Vanessa, que tem 16 anos, hoje atende pelo nome e até sai de seu lago para se aproximar dos turistas que lhe oferecem quitutes. Sua alimentação consiste de ração, capim, frutas e legumes, especialmente melancia e cenoura. A comida que os visitantes lhe dão é fornecida pelo parque, equilibrada em porções ao longo do dia, para não prejudicar o processo digestivo.
Outro cuidado fundamental é com a pele de Vanessa, que deve permanecer sempre úmida. Os funcionários tratam de molhá-la quando ela está em terra. Mas ela passa boa parte do dia no lago, na companhia dos patos.
Hacienda Nápoles fica no município de Puerto Triunfo, quase na metade do caminho entre a fria Bogotá, a cerca de 2,5 mil metros de altitude, e Medellín, 1 mil metros abaixo, conhecida como a Cidade da Eterna Primavera por seu clima temperado. Embora seja uma das principais estradas do país, a rodovia que vai de Medellín ao parque é de tráfego lento e acidentado: leva-se de quatro a cinco horas para percorrer o trecho de 175 km.
Os animais africanos que Escobar colocou em um bioma estranho não convivem bem com os veículos: na semana em que a reportagem da piauí visitou o parque, em abril, um carro atropelou e matou um hipopótamo na rodovia. Os dois ocupantes do veículo não tiveram ferimentos graves.
A entrada da Hacienda Nápoles, à margem da estrada, também já foi um ponto turístico. Em cima do portão, estava afixado o avião monomotor que supostamente teria transportado a primeira carga de cocaína de Escobar para os Estados Unidos, episódio que ficou famoso graças à série Narcos, da Netflix. Muitos paravam para tirar fotos ali. Mas, como toda a região busca hoje se distanciar da “herança maldita” do cartel de cocaína, portão e avião foram transferidos em 2019 para uma espécie de memorial na Hacienda Nápoles.
Esse local é devotado à história de Escobar e do tráfico, mas com uma apresentação objetiva e dura dos fatos, sem margem para celebração ou sensacionalismo. Fotografias cruas – com alertas para o conteúdo chocante – expõem os crimes mais violentos de Escobar e seu cartel, da explosão da sede do jornal El Espectador aos políticos assassinados a mando do traficante.
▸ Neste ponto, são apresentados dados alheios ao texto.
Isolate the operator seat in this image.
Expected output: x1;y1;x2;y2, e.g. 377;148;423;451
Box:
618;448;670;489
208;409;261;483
O museu mantém ainda uma seção sobre as origens do parque. Para adquirir uma propriedade daquelas dimensões, Escobar extorquiu vários pequenos proprietários, obrigados a optar entre plata o plomo (dinheiro ou chumbo) – bordão tenebroso que ainda hoje é estampado em camisetas vendidas aos turistas em Medellín. Na própria Hacienda, não se vendem quinquilharias lembrando Escobar. Lá, os souvenirs com mais saída trazem a imagem de Vanessa. A hipopótamo mandona é agora o verdadeiro capo do lugar.